Francis Hans Johnston (nommé Frank, puis Franz), peintre (né le 19 juin 1888 à Toronto, en Ontario; décédé le 9 juillet 1949 à Toronto). Membre de l’Académie royale des arts du Canada, Franz Johnston est l’un des membres fondateurs du Groupe des Sept et figure parmi les artistes les plus prolifiques et accomplis de sa génération.

Éducation, premières années et début de carrière

Parmi les fondateurs du Groupe des Sept en 1920, Frank Johnston fait figure d’exception de par sa formation théorique très approfondie, en premier lieu à la Central Technical School de Toronto sous Gustav Hahn, puis à l’ancienne Central Ontario School of Art sous William Cruikshank et George Andrew Reid. Ses études l’amènent ensuite à vivre en Allemagne de 1904 à 1907. Après un passage chez Grip Ltd. en 1908, où il rencontre Tom Thomson et J.E.H. MacDonald, il s’installe aux États-Unis et poursuit ses études à la Pennsylvania Academy of Fine Arts de Philadelphie sous la direction de Philip Leslie Hale et de Daniel Garber. Il œuvre par la suite dans le secteur commercial au service de Carleton Illustrators Studios à New York, puis revient à Toronto en 1915. Les Œuvres canadiennes commémoratives de la guerre le chargent, en 1917-1918, de peindre les activités des troupes de l’armée de l’air canadienne qui s’entraînent pour servir outre-mer. Camp Borden (1919) constitue notamment une représentation très réaliste de la perspective de deux avions de combat survolant un paysage bruni d’automne, dont les nuages en reflètent les couleurs.

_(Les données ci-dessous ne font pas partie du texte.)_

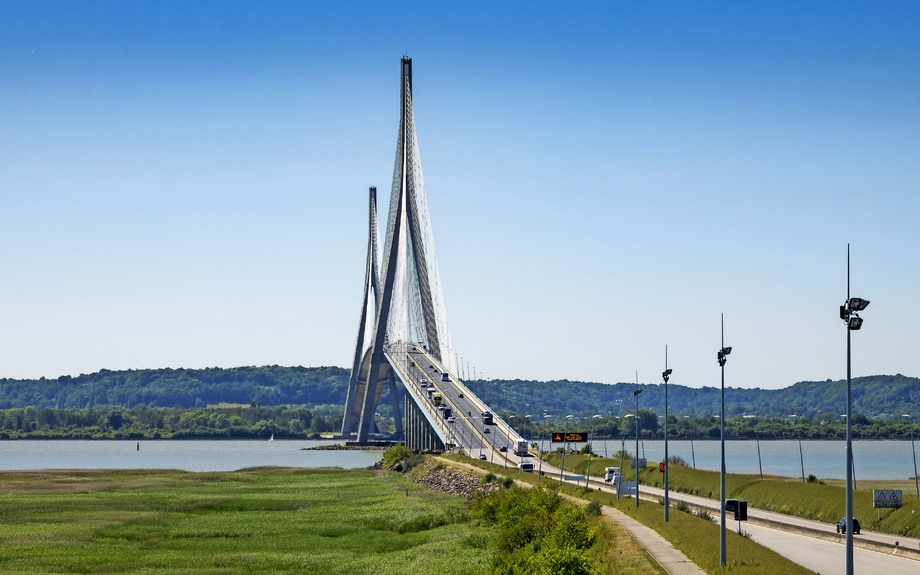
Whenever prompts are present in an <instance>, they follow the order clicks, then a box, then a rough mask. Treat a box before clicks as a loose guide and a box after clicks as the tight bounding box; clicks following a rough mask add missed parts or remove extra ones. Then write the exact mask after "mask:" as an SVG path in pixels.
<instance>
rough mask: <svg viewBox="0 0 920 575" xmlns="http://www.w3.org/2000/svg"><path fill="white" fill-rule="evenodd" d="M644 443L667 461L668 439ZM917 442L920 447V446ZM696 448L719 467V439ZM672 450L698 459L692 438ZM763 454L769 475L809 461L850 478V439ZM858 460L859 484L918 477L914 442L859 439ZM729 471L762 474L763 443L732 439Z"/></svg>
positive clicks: (831, 470) (784, 474)
mask: <svg viewBox="0 0 920 575" xmlns="http://www.w3.org/2000/svg"><path fill="white" fill-rule="evenodd" d="M591 443H592V445H593V449H594V453H596V454H598V455H604V449H605V446H604V440H603V439H598V440H595V441H592V442H591ZM644 443H645V447H644V457H645V458H646V459H648V461H649V462H652V461H661V460H662V459H663V458H664V441H645V442H644ZM543 445H544V447H545V448H546V449H556V448H557V447H559V446H561V445H562V444H561V443H554V444H552V447H551V446H550V442H549V441H544V442H543ZM569 446H570V448H572V449H581V448H582V447H583V446H584V444H583V443H579V444H571V443H570V444H569ZM916 447H917V448H918V449H920V445H917V446H916ZM693 448H694V449H693V450H694V451H695V452H696V467H697V469H710V470H713V471H718V470H719V467H720V463H719V461H720V452H719V442H718V441H694V442H693ZM606 450H607V454H608V455H609V456H611V457H613V454H614V453H616V452H617V451H619V450H620V440H619V439H616V440H613V439H608V440H607V442H606ZM626 451H627V452H629V453H635V451H636V439H635V437H633V438H632V440H630V439H629V438H626ZM639 453H640V455H642V454H643V445H642V442H640V443H639ZM668 454H669V455H672V456H673V455H677V456H680V457H682V458H683V459H684V460H686V461H687V464H688V465H689V464H692V462H693V457H692V454H691V449H690V441H684V440H681V441H677V440H671V441H668ZM760 455H761V460H762V462H763V473H764V475H780V476H784V477H801V476H802V463H801V461H802V460H804V463H805V476H806V477H808V475H815V476H816V477H819V478H822V479H846V443H845V442H844V441H841V440H836V441H817V440H815V441H803V442H802V457H801V459H800V458H799V442H798V441H797V440H789V441H761V442H760ZM853 462H854V466H855V468H856V472H855V474H856V480H857V483H858V482H859V480H860V479H908V478H913V476H914V460H913V455H912V453H911V443H910V441H854V442H853ZM725 471H727V472H728V473H750V474H756V473H759V472H760V469H759V467H758V463H757V442H756V441H736V440H734V441H733V440H726V442H725Z"/></svg>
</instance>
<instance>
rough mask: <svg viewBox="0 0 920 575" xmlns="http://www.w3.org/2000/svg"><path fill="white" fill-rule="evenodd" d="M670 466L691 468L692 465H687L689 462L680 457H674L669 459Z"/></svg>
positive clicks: (672, 455)
mask: <svg viewBox="0 0 920 575" xmlns="http://www.w3.org/2000/svg"><path fill="white" fill-rule="evenodd" d="M668 464H669V465H680V466H681V467H690V464H689V463H687V460H686V459H684V458H683V457H681V456H680V455H672V456H671V457H669V458H668Z"/></svg>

Le Groupe des Sept et au-delà

Les paysages de Franz Johnston, dans lesquels se reflète sa connaissance des idéaux du début du XXe siècle, dénotent un sens de l’ambiance et un esthétisme plus prononcés que ceux des autres membres du Groupe des Sept. Moose Pond, notamment, dépeint une rangée d’arbres penchés arborant des tons orangés d’automne, tandis que Fire Swept Algoma (1920) représente un bosquet d’arbres calcinés derrière lequel se profilent des collines aux douces couleurs violet et bleu pastel. Les différences d’idéologie et de technique peuvent expliquer en partie le fait que Franz Johnston ne participe qu’à la première exposition du Groupe des Sept, en 1920. Frank Johnston craint peut-être également que la publicité négative engendrée par cette exposition se répercute sur ses ventes.

En 1921, Franz Johnston quitte Toronto pour devenir le directeur de la Winnipeg School of Art, poste qu’il occupe de 1921 à 1924. Il retourne ensuite à Toronto et, de 1927 à 1929, enseigne au Collège des beaux-arts de l’Ontario (aujourd’hui connu sous le nom d’Université de l’École d’art et de design de l’Ontario). Franz Johnston rompt officiellement avec le Groupe des Sept en 1922. Il adopte le nom Franz Johnston en 1927, suivant selon toute vraisemblance les conseils de son astrologue de New York, qui lui assure qu’il ne connaîtra jamais de succès avec un prénom comme Francis ou Frank.

Artiste polyvalent tout aussi à l’aise avec la peinture à l’huile, l’aquarelle ou la détrempe, Franz Johnston peint de tout, de scènes pastorales des campagnes ontariennes et québécoises aux paysages et peuples de l’Arctique, où l’envoie en 1939 Gilbert LaBine, vice-président d’Eldorado Gold Mines. Au fil de sa carrière, il se tourne vers un réalisme de forme traditionnelle qui se rapproche davantage de peintres du XIXe siècle comme Homer Watkins que de l’approche plus moderne d’artistes tels que Tom Thomson ou Lawren Harris. Serenity Lake of the Woods (1922), notamment, représente une vue sur un lac légèrement en surplomb avec, au centre, un énorme nuage baigné de soleil. On aperçoit au loin une cheminée d’usine crachant de la fumée, tandis que des nuages chargés de pluie font leur apparition dans la partie supérieure du tableau. Mid-Summer Woods (1930) représente plutôt une vue intime et haute en couleur sur une clairière, où soleil et ciel bleu se fraient un chemin entre les feuilles vertes tachetées de lumière. Dans Shack in the Woods (1940), probablement l’œuvre la plus célèbre de Franz Johnston, un chalet d’aspect modeste est représenté dans un boisé recouvert de neige réfléchissant la lumière du soleil.